Credit Repair actually works. I too was skeptical of the whole industry at one time. Currently I am one of the office Managers of a Credit Repair Company where I have personally seen clients that were turned down, or declined previously on a home loan, go through one of our programs and later qualify.
I am interested in learning more concerning the real-estate and mortgage industry on a whole, and how credit repair can be more effective and beneficial to those clients and companies that are seeing declines from time to time.
I agree that understanding credit is really important. But I have a small correction. Credit strategy is important not credit repair. Credit is like a broken leg. Only time can repair it. You put a cast on it to keep it straight but only time can heal it. Credit is the same. Credit repair is writing letters to all the bureaus disputing in mass and hoping some bad credit falls off. That doesn’t work. What works is to pay your bills over time. When I got started in real estate I knew I had good credit. I was paying off credit accounts and closing them one by one. I applied for a mortgage to get preapproved for my first investment property and my mortgage broker called me and said that I had great credit but a lousy credit score. I had to learn that a credit score is an algorithm. It is based on several factors and good credit is only one of those factors. In order to get a really high score you have to have accounts that have age on them. Since I kept closing accounts I was closing the older accounts because they had the higher interest rates. That along with other factors was keeping my score down. I went to a credit strategist and he taught me how to structure my accounts to maximize my score. If someone does not have any credit accounts and tell you they have this high credit score you don’t even have to look because they don’t. They may not know they don’t just like I didn’t. You have to have credit to have a high score.

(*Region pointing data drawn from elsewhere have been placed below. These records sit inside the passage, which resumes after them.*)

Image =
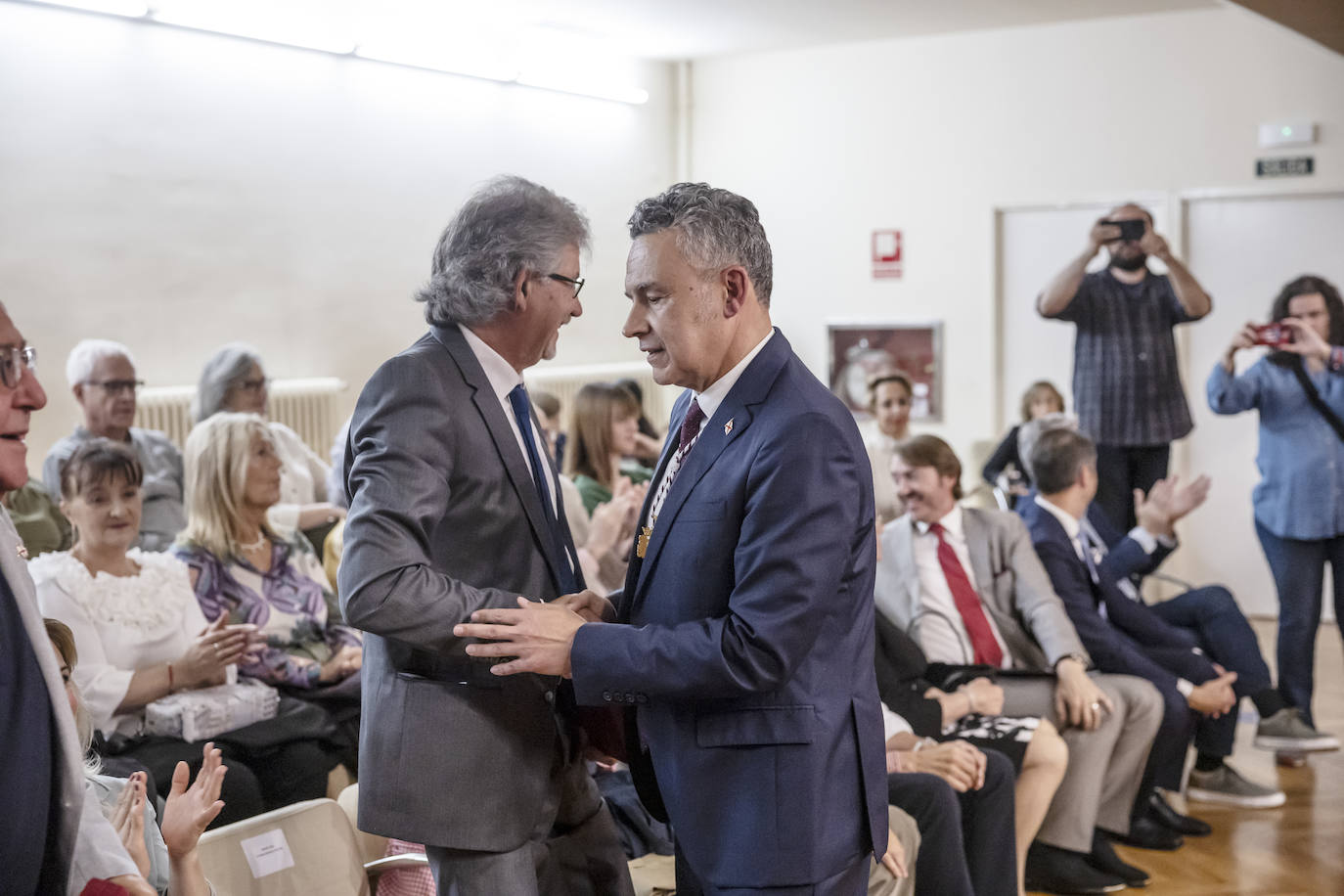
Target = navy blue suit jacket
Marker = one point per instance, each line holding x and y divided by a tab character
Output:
747	647
1135	640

Different types of credit gets the score high also. Payday loans get the lowest bang for your buck and mortgages get the most. Also balances are important. You have to have balances but they should be low.
I don’t put stock in anything that I can do myself. It’s not hard to repair your own credit, you just need to do a little research in how different things affect your credit, and then do only what positively affects it. For instance, not taking out too big a percentage of our loan limit, paying your loan payments every month, making sure all your bills are paid, etc.